Why stop using Search?
It’s a well-known but unnerving fact that Google monitors and stores your searches so it can target you with advertising – a shameless invasion of your privacy that allows the company to build a profile of who it thinks you are. There’s also the highly controversial issue of your search results being adjusted to benefit the web giant.
Google was recently fined a record £2.1bn by the European Commission after a seven-year investigation found the company had unfairly promoted Google Shopping above other, similar shopping-comparison services in its search results. Alarmingly, that’s not the only area where Google adjusts the results. There are similar ongoing EU investigations into both Maps and local business listings.
Google also customises what you see based on your past preferences (known as the ‘filter bubble’) and makes changes to the results rankings in subtle ways, such as downgrading sites that offer pirated content or push hate speech, terrorism or racism, for example.
It prioritises newer content, too, so sites that aren’t regularly updated slip off the first page of results. Most of us won’t have a problem with having fresh, non-controversial links prioritised, but the fact remains that Google presents results based on its own agenda, so you may not always get to see the most relevant sites available.
What to use instead:
Microsoft’s Bing (https://www.bing.com) is its closest rival, and is growing in popularity.

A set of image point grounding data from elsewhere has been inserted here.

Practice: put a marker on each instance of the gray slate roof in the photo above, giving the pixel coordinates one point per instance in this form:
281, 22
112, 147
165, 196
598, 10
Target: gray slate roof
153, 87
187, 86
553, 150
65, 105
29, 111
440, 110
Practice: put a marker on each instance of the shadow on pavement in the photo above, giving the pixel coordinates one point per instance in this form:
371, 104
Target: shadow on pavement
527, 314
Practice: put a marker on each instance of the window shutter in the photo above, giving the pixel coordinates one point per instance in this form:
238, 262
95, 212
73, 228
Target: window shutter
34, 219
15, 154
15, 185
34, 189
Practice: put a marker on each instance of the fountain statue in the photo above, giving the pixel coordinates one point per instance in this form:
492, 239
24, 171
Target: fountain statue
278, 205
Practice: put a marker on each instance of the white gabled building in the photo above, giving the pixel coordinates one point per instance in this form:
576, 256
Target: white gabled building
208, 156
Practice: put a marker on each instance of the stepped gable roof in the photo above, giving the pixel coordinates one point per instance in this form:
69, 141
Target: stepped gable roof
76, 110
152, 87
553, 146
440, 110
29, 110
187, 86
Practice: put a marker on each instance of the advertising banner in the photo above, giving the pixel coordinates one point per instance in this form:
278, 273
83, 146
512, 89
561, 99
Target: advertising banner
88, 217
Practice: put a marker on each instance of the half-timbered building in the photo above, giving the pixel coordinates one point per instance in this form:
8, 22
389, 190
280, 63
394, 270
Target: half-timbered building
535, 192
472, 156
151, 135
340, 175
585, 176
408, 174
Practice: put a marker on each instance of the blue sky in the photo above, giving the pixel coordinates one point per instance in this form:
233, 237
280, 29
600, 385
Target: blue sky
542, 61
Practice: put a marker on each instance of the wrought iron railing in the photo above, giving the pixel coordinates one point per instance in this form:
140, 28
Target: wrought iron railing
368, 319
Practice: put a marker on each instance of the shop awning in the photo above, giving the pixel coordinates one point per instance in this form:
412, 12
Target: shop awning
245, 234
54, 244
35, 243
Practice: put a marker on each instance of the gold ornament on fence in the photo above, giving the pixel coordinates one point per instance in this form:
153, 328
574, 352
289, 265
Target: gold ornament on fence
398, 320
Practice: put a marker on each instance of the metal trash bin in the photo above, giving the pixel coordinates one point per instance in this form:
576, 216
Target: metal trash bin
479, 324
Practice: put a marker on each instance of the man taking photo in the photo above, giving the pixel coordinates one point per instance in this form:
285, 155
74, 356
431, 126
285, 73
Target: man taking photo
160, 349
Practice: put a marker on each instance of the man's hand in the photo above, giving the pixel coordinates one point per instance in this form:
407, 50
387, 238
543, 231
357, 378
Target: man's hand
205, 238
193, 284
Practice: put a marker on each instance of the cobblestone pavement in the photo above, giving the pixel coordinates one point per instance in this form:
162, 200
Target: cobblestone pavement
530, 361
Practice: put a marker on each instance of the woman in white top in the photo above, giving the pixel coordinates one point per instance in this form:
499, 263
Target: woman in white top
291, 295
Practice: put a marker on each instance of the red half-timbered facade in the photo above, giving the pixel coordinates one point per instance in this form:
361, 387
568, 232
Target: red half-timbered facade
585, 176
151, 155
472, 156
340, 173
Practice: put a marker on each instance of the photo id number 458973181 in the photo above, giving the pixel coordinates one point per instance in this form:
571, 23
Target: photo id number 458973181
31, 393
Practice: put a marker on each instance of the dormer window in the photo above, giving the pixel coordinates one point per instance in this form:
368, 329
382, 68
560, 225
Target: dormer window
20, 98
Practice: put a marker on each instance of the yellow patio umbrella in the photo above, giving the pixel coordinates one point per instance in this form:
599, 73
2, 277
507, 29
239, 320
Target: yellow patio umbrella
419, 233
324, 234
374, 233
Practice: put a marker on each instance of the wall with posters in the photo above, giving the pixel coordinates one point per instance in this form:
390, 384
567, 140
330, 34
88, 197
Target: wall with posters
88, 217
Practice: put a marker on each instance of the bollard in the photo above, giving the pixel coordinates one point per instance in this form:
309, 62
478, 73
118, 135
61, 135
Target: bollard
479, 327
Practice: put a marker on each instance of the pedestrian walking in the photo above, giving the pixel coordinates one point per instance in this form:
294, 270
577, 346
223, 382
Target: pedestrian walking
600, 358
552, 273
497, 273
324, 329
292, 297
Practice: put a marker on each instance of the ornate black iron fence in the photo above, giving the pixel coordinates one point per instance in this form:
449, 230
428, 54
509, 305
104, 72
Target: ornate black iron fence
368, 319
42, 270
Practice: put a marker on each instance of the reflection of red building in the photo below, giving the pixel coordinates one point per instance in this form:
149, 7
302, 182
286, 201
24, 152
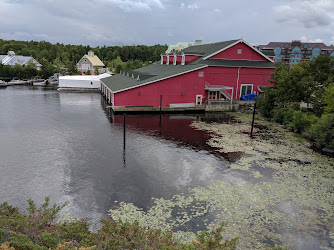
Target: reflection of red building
216, 71
176, 128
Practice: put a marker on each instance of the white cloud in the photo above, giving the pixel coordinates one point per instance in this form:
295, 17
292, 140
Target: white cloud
135, 5
310, 40
311, 13
193, 6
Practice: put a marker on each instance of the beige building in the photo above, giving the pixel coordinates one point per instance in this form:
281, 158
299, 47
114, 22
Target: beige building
90, 62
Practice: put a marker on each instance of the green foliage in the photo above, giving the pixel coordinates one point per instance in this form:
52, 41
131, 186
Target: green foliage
266, 102
40, 230
293, 84
302, 121
323, 131
283, 115
215, 240
328, 99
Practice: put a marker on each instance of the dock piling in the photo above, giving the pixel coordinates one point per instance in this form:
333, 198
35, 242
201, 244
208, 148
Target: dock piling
253, 120
124, 121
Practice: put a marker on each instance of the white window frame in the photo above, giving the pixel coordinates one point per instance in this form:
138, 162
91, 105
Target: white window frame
246, 84
197, 98
200, 74
183, 61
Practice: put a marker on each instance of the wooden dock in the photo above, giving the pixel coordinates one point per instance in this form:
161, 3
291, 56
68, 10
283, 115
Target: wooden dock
146, 109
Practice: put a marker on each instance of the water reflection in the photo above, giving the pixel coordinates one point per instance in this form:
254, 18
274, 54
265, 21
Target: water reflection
63, 145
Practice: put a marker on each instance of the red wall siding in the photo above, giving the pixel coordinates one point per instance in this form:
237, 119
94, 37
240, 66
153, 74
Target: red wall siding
171, 59
171, 90
247, 53
190, 58
229, 77
178, 59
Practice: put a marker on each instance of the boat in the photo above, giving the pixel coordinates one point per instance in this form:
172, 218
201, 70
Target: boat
3, 84
16, 82
39, 82
53, 80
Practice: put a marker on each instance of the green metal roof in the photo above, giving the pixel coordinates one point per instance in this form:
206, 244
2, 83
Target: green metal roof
157, 72
208, 49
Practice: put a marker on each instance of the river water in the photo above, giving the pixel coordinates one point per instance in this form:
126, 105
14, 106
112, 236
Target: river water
68, 146
64, 145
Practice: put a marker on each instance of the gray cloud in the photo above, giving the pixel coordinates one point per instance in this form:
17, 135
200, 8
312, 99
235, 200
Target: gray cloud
310, 14
126, 22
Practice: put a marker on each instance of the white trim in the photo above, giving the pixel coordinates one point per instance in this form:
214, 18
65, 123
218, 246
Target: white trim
238, 82
158, 80
246, 88
242, 67
199, 96
183, 60
231, 45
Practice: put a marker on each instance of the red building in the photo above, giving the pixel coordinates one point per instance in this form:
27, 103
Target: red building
217, 71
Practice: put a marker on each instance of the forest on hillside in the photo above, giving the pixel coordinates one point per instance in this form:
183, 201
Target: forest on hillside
60, 58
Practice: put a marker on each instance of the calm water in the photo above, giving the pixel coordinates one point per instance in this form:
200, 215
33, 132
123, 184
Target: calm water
66, 146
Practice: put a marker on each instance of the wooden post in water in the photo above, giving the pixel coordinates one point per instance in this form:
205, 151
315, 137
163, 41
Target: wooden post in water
160, 104
253, 120
124, 132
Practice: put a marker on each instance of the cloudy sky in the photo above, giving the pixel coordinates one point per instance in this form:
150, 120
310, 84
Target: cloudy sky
149, 22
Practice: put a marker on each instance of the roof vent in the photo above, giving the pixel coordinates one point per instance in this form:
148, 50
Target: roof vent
91, 53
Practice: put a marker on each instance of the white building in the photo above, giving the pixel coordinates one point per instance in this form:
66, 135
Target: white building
90, 62
12, 59
78, 82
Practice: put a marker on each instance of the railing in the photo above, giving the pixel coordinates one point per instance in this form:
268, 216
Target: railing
208, 85
7, 59
226, 94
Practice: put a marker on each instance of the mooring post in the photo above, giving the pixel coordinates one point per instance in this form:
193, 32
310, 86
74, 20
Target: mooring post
124, 132
253, 120
160, 103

According to Microsoft, Bing now has a 9% market share globally and in Europe, but that figure is much higher in English-speaking countries: 26% in the UK and 33% in the US.
For a blind test of Google and Bing, enter a search query at Bing It On You’ll see results from the two search engines side by side and can rate your preferences through five rounds you may be surprised by the winner.
Another reason to use Bing is that its reward scheme has just launched in the UK. Bing Rewards gives you points for searching on the site, which can be used to enter competitions, make donations to charity and buy Skype credit, Groove Music passes, Microsoft gift cards and more.
Bing suffers from some of the same privacy issues as Google, so it won’t appeal to everyone, but it benefits from stunning, interactive homepage photos that are updated every day.
One Google replacement that’s definitely worth considering especially if you value your privacy is DuckDuckGo (https://duckduckgo.com).
This ever-improving search engine stores no personal information, and doesn’t track you or show personalised ads.
The quality of its results is mostly very good because they are pulled from more than 400 different sources. You can easily add the search engine to your browser with a couple of mouse clicks, making the switch fairly seamless.